---
jupytext:
  text_representation:
    extension: .md
    format_name: myst
    format_version: 0.13
kernelspec:
  display_name: Python 3
  language: python
  name: python3
---

# scikit-learn models


```{code-cell} python
import numpy as np
import pandas as pd
from sklearn.linear_model import LinearRegression
from sklearn.ensemble import GradientBoostingRegressor

from pymargins import Margins
from pymargins.adapters import SklearnBootstrapAdapter

rng = np.random.default_rng(42)
n = 1000
df = pd.DataFrame({
    "age": rng.normal(50, 10, size=n),
    "female": rng.binomial(1, 0.52, n),
    "treated": rng.binomial(1, 0.40, n),
})
df["age_sq"] = df["age"] ** 2
df["y"] = (
    10.0
    + 0.2 * df["age"]
    + 0.001 * df["age_sq"]
    - 0.5 * df["female"]
    + 0.8 * df["treated"]
    + rng.normal(size=n)
)
```


`pymargins` supports scikit-learn estimators through a bootstrap-only
adapter.  Because sklearn models do not expose a parametric coefficient
vector or covariance matrix, **only bootstrap inference is available**.
Delta-method and Krinsky–Robb simulation are not supported.

:::{important}
For linear models (OLS, GLM, etc.) prefer statsmodels, linearmodels, or
another parametric backend.  scikit-learn support is intended for
non-parametric estimators — random forests, gradient boosting, support
vector machines — where bootstrap is already the natural inference
strategy.
:::

## Basic workflow

Fit the sklearn estimator as usual, wrap it in
`SklearnBootstrapAdapter`, and open a `Margins` session with
`method="bootstrap"`:

```{code-cell} python
X = df[["age", "female", "treated", "age_sq"]]
y = df["y"]
model = LinearRegression()
model.fit(X, y)

adapter = SklearnBootstrapAdapter(model, X_train=X, y_train=y)
m = Margins(model, adapter=adapter, method="bootstrap", n_boot=200, rng_seed=42)
print(m.predict(atexog={"treated": [0, 1]}).summary())
```

## Slopes with derived terms

If your model includes interactions, polynomials, splines, or other
transformations, pass a `formula=` and `data=` so that `dydx()` can
re-evaluate derived terms when it perturbs a column.

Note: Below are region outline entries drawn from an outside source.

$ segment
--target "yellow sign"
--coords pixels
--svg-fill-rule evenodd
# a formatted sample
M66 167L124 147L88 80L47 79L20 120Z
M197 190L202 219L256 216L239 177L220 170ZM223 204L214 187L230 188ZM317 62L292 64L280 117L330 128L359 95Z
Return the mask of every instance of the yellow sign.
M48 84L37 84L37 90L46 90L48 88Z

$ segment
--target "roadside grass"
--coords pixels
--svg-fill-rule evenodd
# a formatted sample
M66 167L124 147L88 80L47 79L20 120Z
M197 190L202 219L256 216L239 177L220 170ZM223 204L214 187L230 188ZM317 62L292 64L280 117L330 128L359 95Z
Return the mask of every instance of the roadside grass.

The formula-built design matrix must match the columns the model was
trained on.  Here we fit without an intercept and suppress the intercept
in the formula so the column counts align:

```{code-cell} python
model_poly = LinearRegression(fit_intercept=False)
X_poly = pd.DataFrame({
    "age": df["age"],
    "female": df["female"],
    "treated": df["treated"],
    "age_sq": df["age_sq"],
})
model_poly.fit(X_poly, df["y"])

adapter_poly = SklearnBootstrapAdapter(
    model_poly,
    formula="y ~ 0 + age + female + treated + I(age**2)",
    data=df,
    target_name="y",
)
m_poly = Margins(
    model_poly, adapter=adapter_poly,
    method="bootstrap", n_boot=200, rng_seed=42,
)
slope = m_poly.dydx("age")
print(slope.summary())
```

Without `formula=`, the adapter falls back to simple column selection.
If derived terms are present this raises a clear error rather than
silently returning an incorrect slope.

## Non-parametric estimators

The same pattern works for tree-based models.  Point estimates come from
the fitted model; uncertainty comes from resampling:

```{code-cell} python
gbr = GradientBoostingRegressor(n_estimators=100, max_depth=3, random_state=42)
gbr.fit(X, y)

adapter_gbr = SklearnBootstrapAdapter(gbr, X_train=X, y_train=y)
m_gbr = Margins(gbr, adapter=adapter_gbr, method="bootstrap", n_boot=100, rng_seed=42)
print(m_gbr.predict(atexog={"treated": [0, 1]}).summary())
```

## Limitations

- **No delta / simulation** — the adapter returns dummy coefficients and
  covariance; all uncertainty is bootstrap-based.
- **No custom `vcov=`** — bootstrap does not use a parametric covariance
  matrix, so passing `vcov=` raises an error.
- **Formula verification** — when `formula=` is provided, the adapter
  verifies that the formula-built design matrix reproduces the model's
  predictions.  Mismatches (e.g. an unexpected intercept) raise
  `ValueError` with a diagnostic message.
- **Parallel bootstrap** — `n_jobs > 1` is supported via thread pools.
  Set `n_jobs=1` if the underlying sklearn estimator is not thread-safe.